Adding a Metric¤
Metric changes should keep the registry, tests, and documentation aligned. The current registry contains 111 Tier 0 pure-function metrics across 17 domains; Tier 1-3 APIs and losses use separate patterns.
Choose the Tier¤
| Tier | Use when | Typical location |
|---|---|---|
| Tier 0 pure function | The metric is a stateless JAX function | src/calibrax/metrics/functional/ |
| Tier 1 frozen backbone | The metric accumulates features from fixed pretrained weights | src/calibrax/metrics/stateful/ or plugins/ |
| Tier 2 learned metric | The metric has trainable parameters | src/calibrax/metrics/stateful/ or plugins/ |
| Tier 3 metric learning | The function is a differentiable training loss | src/calibrax/metrics/learning/ |
Implementation Steps¤
- Add the implementation in the existing domain module, or create a focused module if the domain is new.
- Use JAX arrays and
jax.numpyfor numeric operations. - Register Tier 0 functions with
MetricEntrymetadata insrc/calibrax/metrics/_builtin_registrations.pyor the local registration helper already used by the domain. - Set the domain, direction, signature, required extra, and mathematical properties deliberately.
- Export the function from the relevant package
__init__.pyif neighboring metrics are exported there. - Add unit tests for shape handling, edge cases, JIT compatibility when expected, and numerical behavior.
- Add numerical-equivalence tests against scikit-learn, SciPy, TorchMetrics, or a paper reference when a reliable implementation exists.
- Update user-guide and API docs when the metric changes public behavior.
Numerical Equivalence¤
Prefer reference-backed tests for standard metrics.
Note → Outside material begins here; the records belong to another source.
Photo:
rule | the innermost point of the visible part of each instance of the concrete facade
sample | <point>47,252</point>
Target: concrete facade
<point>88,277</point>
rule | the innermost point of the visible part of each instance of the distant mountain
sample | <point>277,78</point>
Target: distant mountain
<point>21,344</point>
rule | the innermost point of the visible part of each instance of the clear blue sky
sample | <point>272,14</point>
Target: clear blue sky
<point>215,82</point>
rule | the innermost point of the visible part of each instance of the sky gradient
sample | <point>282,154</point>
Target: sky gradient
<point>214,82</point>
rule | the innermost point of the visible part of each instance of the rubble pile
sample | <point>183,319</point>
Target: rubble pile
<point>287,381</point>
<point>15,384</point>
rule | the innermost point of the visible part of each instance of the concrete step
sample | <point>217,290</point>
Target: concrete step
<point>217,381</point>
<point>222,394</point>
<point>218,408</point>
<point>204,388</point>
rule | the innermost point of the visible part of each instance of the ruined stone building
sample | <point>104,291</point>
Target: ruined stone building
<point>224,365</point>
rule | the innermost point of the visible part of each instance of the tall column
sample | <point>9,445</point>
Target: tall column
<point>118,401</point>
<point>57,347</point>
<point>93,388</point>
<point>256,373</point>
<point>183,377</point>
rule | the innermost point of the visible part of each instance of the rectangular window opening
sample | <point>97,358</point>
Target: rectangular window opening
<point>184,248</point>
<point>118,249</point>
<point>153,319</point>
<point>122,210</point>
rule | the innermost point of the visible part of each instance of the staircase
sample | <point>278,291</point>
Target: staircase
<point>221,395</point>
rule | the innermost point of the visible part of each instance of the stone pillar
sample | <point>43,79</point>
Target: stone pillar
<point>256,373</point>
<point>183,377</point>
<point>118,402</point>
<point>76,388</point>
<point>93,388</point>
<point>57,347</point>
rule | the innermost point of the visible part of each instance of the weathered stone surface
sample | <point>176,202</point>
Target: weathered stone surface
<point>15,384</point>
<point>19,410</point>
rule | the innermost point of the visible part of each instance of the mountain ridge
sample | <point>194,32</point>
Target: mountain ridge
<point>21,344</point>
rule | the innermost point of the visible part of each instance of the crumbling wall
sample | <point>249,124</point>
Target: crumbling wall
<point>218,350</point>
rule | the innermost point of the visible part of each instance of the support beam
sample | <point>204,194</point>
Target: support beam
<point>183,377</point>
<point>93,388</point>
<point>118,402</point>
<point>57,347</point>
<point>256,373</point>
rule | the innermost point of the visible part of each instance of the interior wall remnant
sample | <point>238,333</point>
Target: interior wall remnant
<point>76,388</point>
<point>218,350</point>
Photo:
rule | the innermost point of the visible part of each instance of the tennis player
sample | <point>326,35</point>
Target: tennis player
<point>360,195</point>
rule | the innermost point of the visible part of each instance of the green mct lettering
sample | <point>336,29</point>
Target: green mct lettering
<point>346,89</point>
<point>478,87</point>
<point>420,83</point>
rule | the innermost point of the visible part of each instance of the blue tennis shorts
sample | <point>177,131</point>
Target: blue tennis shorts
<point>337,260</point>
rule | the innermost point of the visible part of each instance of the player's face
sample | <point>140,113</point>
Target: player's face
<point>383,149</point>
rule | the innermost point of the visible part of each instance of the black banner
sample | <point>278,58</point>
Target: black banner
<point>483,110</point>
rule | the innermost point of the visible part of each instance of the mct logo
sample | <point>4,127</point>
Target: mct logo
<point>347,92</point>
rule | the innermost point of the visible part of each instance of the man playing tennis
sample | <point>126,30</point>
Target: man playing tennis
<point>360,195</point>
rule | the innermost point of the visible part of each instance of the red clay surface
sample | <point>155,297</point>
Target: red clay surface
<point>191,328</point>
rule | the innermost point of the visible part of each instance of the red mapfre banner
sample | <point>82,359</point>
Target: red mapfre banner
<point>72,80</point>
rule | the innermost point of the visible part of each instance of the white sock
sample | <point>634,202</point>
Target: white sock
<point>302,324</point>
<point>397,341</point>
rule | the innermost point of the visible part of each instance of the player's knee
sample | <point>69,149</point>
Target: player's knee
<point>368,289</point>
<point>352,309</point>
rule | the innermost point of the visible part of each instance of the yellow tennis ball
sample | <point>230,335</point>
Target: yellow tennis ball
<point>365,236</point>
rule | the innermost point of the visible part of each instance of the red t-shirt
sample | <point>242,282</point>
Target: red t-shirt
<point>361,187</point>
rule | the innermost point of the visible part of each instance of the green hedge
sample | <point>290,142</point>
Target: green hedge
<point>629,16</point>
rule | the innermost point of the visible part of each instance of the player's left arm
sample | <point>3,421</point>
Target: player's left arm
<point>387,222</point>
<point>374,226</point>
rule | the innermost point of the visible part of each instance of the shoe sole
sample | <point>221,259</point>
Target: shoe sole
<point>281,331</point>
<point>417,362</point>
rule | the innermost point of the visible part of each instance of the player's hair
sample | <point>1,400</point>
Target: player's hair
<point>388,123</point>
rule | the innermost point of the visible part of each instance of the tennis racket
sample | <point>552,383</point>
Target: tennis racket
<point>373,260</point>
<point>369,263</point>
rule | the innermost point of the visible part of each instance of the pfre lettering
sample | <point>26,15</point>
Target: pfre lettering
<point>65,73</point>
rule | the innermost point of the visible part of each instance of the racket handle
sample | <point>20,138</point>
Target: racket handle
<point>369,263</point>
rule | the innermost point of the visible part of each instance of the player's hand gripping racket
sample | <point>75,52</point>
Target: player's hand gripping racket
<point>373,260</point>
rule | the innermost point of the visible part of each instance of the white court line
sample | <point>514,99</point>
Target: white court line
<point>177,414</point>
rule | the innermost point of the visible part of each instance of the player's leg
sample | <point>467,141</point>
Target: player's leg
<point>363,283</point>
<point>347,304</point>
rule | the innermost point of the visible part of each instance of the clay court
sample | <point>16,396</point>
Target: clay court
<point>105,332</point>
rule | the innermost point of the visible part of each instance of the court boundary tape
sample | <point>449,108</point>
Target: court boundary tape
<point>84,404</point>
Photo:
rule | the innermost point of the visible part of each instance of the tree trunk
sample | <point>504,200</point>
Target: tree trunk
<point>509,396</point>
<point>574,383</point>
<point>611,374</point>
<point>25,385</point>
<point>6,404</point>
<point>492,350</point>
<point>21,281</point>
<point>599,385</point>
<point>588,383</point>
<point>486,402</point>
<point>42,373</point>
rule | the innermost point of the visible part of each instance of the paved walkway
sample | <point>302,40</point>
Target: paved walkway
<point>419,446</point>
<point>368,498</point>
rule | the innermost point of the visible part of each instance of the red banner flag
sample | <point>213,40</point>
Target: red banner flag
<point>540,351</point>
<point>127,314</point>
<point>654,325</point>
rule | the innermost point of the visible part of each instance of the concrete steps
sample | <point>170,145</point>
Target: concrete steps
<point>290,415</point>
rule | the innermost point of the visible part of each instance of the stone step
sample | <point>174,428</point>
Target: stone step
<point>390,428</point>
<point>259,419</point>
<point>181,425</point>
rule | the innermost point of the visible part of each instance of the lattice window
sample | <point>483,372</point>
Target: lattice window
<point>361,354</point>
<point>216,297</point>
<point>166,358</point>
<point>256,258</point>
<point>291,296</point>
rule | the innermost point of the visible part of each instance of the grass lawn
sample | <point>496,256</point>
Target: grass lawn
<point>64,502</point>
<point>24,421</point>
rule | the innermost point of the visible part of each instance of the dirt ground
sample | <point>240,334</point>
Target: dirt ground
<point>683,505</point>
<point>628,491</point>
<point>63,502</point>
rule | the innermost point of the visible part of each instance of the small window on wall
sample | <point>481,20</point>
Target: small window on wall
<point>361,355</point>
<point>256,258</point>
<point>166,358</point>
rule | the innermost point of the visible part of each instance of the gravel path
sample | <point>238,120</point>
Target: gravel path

The baseline pattern is:
import numpy as np
ABS_TOL = 1e-6
def assert_close(actual, expected):
np.testing.assert_allclose(float(actual), float(expected), atol=ABS_TOL)
Use deterministic arrays and document any semantic differences from the reference library, such as label averaging, zero-division handling, smoothing, or log base.
Required Checks¤
source activate.sh
uv run pytest tests/metrics/ -v
uv run pytest
uv run pre-commit run --all-files
uv run mkdocs build --strict --clean
If the targeted test run uses repository-wide coverage options, add --no-cov
for quick local iteration and rely on the full uv run pytest command for the
coverage gate.